The Simpsons Movie Parent Review
Many TV shows are appearing in theaters lately, but the cinematic outing for The Simpsons is perhaps the most anticipated little-screen to big-screen conversion ever -- and there is small wonder why. With 400 episodes running over the past 18 years, is there a single person in all of North America who hasn't at least heard of dumbbell Homer or his sarcastic son Bart? Few movies offer this level of pre-release recognition.
But The Simpsons are also known for an edgy "irreverence" (quoting a word selected by the MPAA ratings board to describe the humor found in this film), which is squarely aimed at topical newsmakers. Politicians, celebrities, religious and ethnic groups from around the world have been the focus of creator Matt Groening's cynical viewpoint. Despite the fact it sometimes ruffles feathers, I must admit that select episodes of this series have featured some of the best laughs the vast wasteland of prime time television has had to offer.
Such is the case with the first 20 or so minutes of this movie. Back-to-back punch lines taking shots at Live Earth concerts (popular band Green Day hosts an environmental concert on a barge in Lake Springfield, only to have garbage thrown at them by local citizens), camcording movies in theaters, and the stupidity of Homer (Dan Castellaneta) and Bart (Nancy Cartwright) daring each other to do ridiculous things (leading Bart to skateboard through Springfield completely nude, with a very brief and hardly detailed view of his "noodle").
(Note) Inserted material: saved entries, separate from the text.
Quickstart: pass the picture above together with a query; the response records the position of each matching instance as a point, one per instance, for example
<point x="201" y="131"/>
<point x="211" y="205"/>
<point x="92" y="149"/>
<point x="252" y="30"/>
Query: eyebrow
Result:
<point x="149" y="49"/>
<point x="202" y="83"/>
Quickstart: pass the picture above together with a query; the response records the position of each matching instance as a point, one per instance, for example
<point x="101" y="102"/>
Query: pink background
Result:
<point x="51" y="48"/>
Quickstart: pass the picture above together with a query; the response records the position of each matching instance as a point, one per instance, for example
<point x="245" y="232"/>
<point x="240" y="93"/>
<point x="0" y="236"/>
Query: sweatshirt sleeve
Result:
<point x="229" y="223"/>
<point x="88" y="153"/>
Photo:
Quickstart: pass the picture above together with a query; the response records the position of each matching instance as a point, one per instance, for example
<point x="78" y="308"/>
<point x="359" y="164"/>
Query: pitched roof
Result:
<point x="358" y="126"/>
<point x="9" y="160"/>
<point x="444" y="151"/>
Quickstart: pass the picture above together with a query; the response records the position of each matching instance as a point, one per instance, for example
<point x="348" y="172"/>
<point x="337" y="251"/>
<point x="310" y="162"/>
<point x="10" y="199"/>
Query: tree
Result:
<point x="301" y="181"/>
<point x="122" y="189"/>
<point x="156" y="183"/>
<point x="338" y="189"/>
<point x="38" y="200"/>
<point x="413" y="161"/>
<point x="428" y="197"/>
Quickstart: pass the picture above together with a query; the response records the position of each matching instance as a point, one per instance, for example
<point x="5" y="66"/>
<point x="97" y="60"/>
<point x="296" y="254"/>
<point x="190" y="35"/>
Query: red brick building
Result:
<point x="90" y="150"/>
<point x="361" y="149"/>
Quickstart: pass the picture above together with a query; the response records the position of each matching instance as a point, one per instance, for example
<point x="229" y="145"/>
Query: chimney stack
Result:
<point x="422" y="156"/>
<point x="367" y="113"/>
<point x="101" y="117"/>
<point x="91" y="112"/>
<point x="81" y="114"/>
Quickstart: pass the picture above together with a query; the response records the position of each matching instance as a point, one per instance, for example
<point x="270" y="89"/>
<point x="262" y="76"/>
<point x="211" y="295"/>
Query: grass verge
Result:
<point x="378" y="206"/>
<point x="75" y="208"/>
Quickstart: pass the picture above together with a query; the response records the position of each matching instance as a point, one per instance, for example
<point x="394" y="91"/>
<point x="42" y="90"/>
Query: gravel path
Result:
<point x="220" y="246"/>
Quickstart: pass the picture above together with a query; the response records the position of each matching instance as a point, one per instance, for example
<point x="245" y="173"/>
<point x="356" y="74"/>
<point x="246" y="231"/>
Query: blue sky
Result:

After that, the jokes subside and both the water in Lake Springfield and the plot begin to thicken.
Pollution in the lake has reached critical levels, and after Homer makes his contribution, the pond turns into an environmental disaster. In response, the EPA and US President Schwarzenegger determine the only thing to do is put a glass dome over Springfield, locking both the pollution and population inside.
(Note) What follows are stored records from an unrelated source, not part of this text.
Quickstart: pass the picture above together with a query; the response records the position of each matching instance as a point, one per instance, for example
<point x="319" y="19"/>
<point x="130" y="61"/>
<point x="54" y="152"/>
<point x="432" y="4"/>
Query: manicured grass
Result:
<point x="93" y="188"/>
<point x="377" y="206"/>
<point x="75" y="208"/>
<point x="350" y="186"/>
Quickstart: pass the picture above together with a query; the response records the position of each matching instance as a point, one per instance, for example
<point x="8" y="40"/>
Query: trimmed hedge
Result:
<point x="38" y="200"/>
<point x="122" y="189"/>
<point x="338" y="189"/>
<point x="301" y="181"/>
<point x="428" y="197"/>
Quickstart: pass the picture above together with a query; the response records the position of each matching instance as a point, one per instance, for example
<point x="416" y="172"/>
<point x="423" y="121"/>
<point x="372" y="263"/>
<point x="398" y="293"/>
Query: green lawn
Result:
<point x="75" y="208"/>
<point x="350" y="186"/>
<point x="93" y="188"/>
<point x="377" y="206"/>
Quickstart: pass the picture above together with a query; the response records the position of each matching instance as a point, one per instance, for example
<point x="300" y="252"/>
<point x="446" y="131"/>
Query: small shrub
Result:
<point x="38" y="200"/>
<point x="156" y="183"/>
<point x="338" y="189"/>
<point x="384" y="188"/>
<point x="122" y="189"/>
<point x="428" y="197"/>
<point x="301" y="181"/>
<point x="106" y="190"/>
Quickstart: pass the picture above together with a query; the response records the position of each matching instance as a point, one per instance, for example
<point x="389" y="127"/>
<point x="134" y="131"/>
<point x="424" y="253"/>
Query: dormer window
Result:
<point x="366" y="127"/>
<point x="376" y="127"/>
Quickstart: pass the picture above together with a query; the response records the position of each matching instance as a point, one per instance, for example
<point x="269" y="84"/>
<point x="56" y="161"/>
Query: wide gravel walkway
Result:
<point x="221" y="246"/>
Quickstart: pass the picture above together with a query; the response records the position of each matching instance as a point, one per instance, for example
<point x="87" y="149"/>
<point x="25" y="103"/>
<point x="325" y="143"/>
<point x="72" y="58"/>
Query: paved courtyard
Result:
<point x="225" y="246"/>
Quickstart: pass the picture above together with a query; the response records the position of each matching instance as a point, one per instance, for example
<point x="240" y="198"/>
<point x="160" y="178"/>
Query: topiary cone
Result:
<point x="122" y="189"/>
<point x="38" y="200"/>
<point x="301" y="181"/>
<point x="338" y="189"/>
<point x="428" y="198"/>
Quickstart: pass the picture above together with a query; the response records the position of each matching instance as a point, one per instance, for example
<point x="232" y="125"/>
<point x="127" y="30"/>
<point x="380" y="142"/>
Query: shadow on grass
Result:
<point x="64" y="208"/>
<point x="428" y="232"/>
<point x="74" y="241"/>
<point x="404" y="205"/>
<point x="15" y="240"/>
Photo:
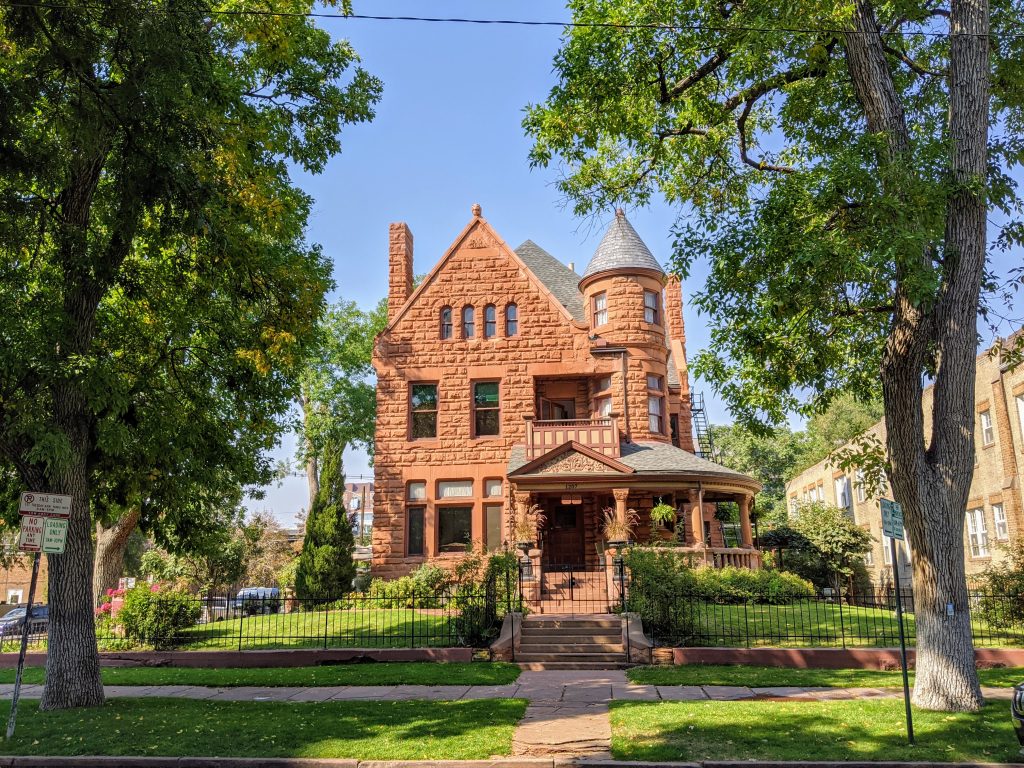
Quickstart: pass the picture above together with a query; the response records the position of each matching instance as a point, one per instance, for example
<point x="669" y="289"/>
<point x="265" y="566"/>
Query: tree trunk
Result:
<point x="932" y="481"/>
<point x="110" y="558"/>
As word gets out that Homer was the final straw causing the entire city to be imprisoned, the family becomes the target of angry mobs. Using an unexpected escape route, Homer leads Marge (Julie Kavner), Bart, Lisa (Yeardley Smith), and Maggie (Nancy Cartwright) to a place where nobody will know them -- Alaska. However, even the northern frontier has television, and when Marge discovers Springfield is about to be obliterated, she determines to save her community -- with or without her befuddled husband.
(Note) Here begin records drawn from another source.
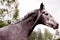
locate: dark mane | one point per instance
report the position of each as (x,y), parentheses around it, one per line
(30,13)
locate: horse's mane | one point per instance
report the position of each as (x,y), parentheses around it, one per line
(30,13)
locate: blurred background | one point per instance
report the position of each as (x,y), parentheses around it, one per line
(12,11)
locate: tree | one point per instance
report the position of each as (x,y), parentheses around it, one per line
(8,11)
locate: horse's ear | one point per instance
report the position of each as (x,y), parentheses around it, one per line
(41,6)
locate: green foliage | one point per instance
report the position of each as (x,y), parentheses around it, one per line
(40,36)
(2,24)
(8,11)
(9,21)
(32,36)
(16,14)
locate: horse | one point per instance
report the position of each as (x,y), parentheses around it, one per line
(21,30)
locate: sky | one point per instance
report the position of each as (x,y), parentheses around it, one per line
(52,7)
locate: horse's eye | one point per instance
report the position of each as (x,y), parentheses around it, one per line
(46,14)
(43,12)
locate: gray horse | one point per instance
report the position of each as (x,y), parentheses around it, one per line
(22,29)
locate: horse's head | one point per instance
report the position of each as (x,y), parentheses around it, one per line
(46,18)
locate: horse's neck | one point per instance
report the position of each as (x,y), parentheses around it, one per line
(28,23)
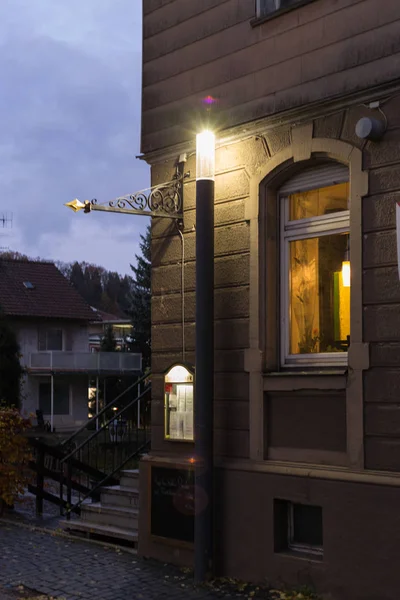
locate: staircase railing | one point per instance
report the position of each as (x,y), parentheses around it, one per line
(117,443)
(81,466)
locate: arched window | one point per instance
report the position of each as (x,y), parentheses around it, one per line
(315,267)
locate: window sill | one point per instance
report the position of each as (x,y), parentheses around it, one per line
(309,373)
(260,20)
(308,556)
(286,381)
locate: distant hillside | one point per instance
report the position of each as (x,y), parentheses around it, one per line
(102,289)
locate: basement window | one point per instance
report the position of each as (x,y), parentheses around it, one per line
(298,529)
(271,8)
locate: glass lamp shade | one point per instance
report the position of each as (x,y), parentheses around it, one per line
(205,155)
(346,273)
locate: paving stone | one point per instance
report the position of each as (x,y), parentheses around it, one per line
(78,570)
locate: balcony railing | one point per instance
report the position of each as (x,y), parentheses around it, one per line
(85,362)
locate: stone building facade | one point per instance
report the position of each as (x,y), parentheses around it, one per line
(307,441)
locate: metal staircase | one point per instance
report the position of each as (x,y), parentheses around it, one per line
(96,470)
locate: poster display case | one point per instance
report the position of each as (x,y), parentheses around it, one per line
(179,403)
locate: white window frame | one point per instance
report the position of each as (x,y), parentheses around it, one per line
(47,379)
(45,331)
(334,223)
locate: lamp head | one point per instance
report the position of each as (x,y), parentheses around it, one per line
(75,205)
(205,155)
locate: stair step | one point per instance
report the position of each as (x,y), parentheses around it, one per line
(126,518)
(119,495)
(130,478)
(101,531)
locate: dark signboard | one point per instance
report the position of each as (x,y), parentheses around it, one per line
(172,503)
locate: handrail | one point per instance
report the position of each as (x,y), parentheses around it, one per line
(105,409)
(101,483)
(69,461)
(114,418)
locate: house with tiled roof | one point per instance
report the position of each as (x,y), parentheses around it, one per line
(52,321)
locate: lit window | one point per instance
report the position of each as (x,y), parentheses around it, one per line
(315,271)
(267,7)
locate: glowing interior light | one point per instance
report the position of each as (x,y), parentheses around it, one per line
(346,273)
(205,155)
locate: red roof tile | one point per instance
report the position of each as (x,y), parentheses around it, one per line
(52,295)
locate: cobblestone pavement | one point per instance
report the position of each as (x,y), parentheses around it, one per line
(79,570)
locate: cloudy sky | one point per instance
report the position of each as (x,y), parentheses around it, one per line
(70,77)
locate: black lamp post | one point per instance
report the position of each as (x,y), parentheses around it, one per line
(204,381)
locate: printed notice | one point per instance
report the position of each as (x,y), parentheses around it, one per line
(188,426)
(189,398)
(172,400)
(180,389)
(173,426)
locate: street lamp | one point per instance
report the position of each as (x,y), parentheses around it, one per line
(204,381)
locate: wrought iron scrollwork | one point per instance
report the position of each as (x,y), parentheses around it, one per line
(163,200)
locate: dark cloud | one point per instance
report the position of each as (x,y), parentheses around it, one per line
(70,122)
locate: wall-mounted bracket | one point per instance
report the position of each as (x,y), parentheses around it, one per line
(162,200)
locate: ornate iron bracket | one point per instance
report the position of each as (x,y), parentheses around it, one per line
(162,200)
The best rule of thumb for parents weighing the appropriateness of this film for their family may be to gauge how comfortable they are with the TV series, because there is little content beyond that level of content in this movie. A sexually rude gesture and the aforementioned skateboarding exhibitionist are likely the only things you wouldn't bump into in an average episode. Of course, that does mean you can expect a variety of mild and a few moderate profanities, sexual innuendo, and rough cartoon violence -- including Homer's propensity to use choking as the preferred disciplinary method with his son.
Unfortunately, it's not just the content that isn't any different from the television show. The script, although years in the making with nearly a dozen different writers working it over, really doesn't accomplish anything more than what could have happened in a two-part TV episode (the movie even parodies this idea by displaying a "To Be Continued" sign midway through). While it's great the creators didn't go overboard with rude sexual and political humor, one can't help but agree with a line Home utters in the opening minutes of this film. After viewing a movie of Itchy and Scratchy in Springfield's theater, the loud mouth declares, "I can't believe we are paying to see something we can get free on TV!"Starring Dan Castellaneta, Julie Kavner, Nancy Cartwright. Theatrical release July 26, 2007. Updated February 13, 2012
Get details on profanity, sex and violence in The Simpsons Movie here.
The Simpsons Movie Parents Guide
Do you think the creators of this movie are mocking the environmental movement or supporting it?
How does Homer Simpson represent middle-aged men? How do you think this series may have been received if this character was female or of a different ethnicity?